Yes, Chatrapati has a script and all. And since Telugu movie scripts range from bad to non-existent, with even the hits coming off "stories" that are filed in the high-volume-low-cost shelf, that in itself is redemption. Add to that some leg-grabbing moments that make you clench your jaws as justice is delivered in the swiftest way possible – scything through the evil-doers in the old-fashioned motif – and show you how the world should actually be run, and it’s three hours of make-believe the way the doctor ordered.
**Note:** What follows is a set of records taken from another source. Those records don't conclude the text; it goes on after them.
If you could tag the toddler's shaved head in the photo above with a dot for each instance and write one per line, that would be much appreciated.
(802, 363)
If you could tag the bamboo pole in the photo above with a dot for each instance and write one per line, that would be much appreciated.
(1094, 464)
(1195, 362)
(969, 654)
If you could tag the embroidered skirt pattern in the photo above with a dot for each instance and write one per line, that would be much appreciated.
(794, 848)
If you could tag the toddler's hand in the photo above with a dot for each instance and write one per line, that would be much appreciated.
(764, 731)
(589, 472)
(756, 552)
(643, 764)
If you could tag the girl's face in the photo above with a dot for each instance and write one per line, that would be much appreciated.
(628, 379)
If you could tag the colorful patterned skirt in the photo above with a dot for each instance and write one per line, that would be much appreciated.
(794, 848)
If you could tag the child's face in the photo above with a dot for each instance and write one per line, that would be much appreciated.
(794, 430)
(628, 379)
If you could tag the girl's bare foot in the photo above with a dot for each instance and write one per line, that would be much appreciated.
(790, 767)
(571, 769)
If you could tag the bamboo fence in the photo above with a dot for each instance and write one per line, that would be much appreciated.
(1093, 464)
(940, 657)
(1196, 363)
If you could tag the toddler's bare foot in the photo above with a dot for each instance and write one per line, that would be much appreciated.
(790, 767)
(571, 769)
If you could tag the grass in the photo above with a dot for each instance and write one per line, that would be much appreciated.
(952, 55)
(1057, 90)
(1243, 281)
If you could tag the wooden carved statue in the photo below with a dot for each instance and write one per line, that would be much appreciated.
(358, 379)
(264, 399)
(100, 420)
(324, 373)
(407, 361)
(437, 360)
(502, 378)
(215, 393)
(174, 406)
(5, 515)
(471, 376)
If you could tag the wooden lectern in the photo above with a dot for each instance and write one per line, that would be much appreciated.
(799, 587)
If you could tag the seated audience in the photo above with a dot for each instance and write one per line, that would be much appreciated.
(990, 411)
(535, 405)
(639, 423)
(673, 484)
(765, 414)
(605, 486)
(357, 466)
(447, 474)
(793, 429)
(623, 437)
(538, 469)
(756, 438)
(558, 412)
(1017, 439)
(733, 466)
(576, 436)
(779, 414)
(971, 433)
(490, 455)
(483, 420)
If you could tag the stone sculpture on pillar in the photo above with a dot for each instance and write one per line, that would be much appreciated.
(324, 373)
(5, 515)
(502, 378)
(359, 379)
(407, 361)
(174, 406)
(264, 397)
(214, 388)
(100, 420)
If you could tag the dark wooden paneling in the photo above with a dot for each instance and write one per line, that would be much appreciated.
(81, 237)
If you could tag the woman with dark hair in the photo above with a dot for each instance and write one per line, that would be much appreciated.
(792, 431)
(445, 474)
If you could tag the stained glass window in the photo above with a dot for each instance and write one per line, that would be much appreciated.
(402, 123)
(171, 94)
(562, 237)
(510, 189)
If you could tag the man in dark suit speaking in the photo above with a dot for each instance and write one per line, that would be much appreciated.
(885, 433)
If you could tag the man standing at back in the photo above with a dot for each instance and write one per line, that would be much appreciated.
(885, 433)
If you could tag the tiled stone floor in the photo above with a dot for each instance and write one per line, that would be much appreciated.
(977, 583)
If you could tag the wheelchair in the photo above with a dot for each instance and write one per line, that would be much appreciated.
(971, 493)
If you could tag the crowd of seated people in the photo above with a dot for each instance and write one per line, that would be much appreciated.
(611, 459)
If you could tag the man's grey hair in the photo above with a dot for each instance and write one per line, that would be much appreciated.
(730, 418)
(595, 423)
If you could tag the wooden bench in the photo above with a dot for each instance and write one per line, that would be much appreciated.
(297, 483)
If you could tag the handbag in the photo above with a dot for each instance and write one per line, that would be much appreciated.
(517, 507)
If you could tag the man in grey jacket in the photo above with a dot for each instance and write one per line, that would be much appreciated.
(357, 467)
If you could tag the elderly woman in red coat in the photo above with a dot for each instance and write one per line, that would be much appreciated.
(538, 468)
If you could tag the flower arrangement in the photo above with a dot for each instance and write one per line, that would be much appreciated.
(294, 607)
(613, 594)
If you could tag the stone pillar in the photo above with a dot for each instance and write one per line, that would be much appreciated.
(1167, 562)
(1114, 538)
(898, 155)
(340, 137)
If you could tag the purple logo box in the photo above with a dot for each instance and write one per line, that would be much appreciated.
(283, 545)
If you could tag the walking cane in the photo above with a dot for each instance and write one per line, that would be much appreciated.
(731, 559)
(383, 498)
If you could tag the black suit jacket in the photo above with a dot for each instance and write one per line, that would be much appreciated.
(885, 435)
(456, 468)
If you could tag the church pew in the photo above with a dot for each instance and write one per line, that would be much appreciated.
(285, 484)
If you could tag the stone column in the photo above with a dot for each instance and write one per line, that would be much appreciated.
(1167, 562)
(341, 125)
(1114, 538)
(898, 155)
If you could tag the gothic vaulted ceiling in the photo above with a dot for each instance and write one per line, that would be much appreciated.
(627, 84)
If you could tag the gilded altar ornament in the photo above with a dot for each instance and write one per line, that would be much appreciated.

Shivaji (Prabhas) is displaced, in a native-refugee riot in Sri Lanka, from his mother (Bhanu Priya) as a 12-year-old, thanks to the machinations of younger brother Akash, who hates him since he (Shivaji) is from his father’s first marriage. Shivaji is sold along with all the rest into slavery at the Vizag piers, to Baji Rao (Narendra Jha), a Devil-incarnate, and grows into a rugged young man with a stubble to show and a deep volcano that rumbles dangerously within.
A gut-churning incident involving a 8-year-old kid and his blind mother – quite movingly depicted – breaks all levees of Shivaji’s tolerance, and it’s a gore-fest as one man finally takes on Baji Rao’s entire mafia. Shivaji has to lose his best friend in the process, but he delivers like an avatar. And the evil finally meets its debris.
The first half has some revving screenplay, and while Prabhas is not as great at dialogue-delivery as would have really made you hoot and scream in the ecstasy of vendetta, you still break into goose-pimples and feel your blood gush. Sometimes, it doesn’t matter how someone’s saying things – it’s what he is saying. And the dialogue writers in this do not disappoint.
The second half has Chatrapati, as Prabhas is now crowned, take on Baji Rao’s brother from Bihar, Ras Bihari (Pradeep Rawat), who wants control of the quays back, and another very unusual foe – his long-lost brother Ashok, who makes up for in scheming what he lacks in everything else. Ashok’s childhood grudge against his step-brother isn’t helped by his rediscovery of the latter, and it’s some fairly innovative characterization for a Telugu film as Ashok uses Shivaji’s love for his mother as the primary input in his adroit plotting.
The film grips you all through its 2 hour 45 minute unraveling, especially in the first half, and is uncharacteristically intelligent for Tollywood mass fare. Prabhas looks the role every bit and is slowly evolving into his own, and this film will probably be a milestone in his career. Shriya is just an adornment, but Shafi, who plays Shivaji’s brother, is an interesting find. Bhanu Priya is expectedly good, as is Kota Srinivasa Rao.
The songs, by Keeravani, are mass material, but some of the sets are trendy. “A Vachchi B Pai Vale” is perhaps going to catch up. Venu Madhav does a ticklish spoof of Aparichitudu in some of the film’s lighter moments, and there is an item number by Aarti Agarwal.
Certainly worth a watch this weekend.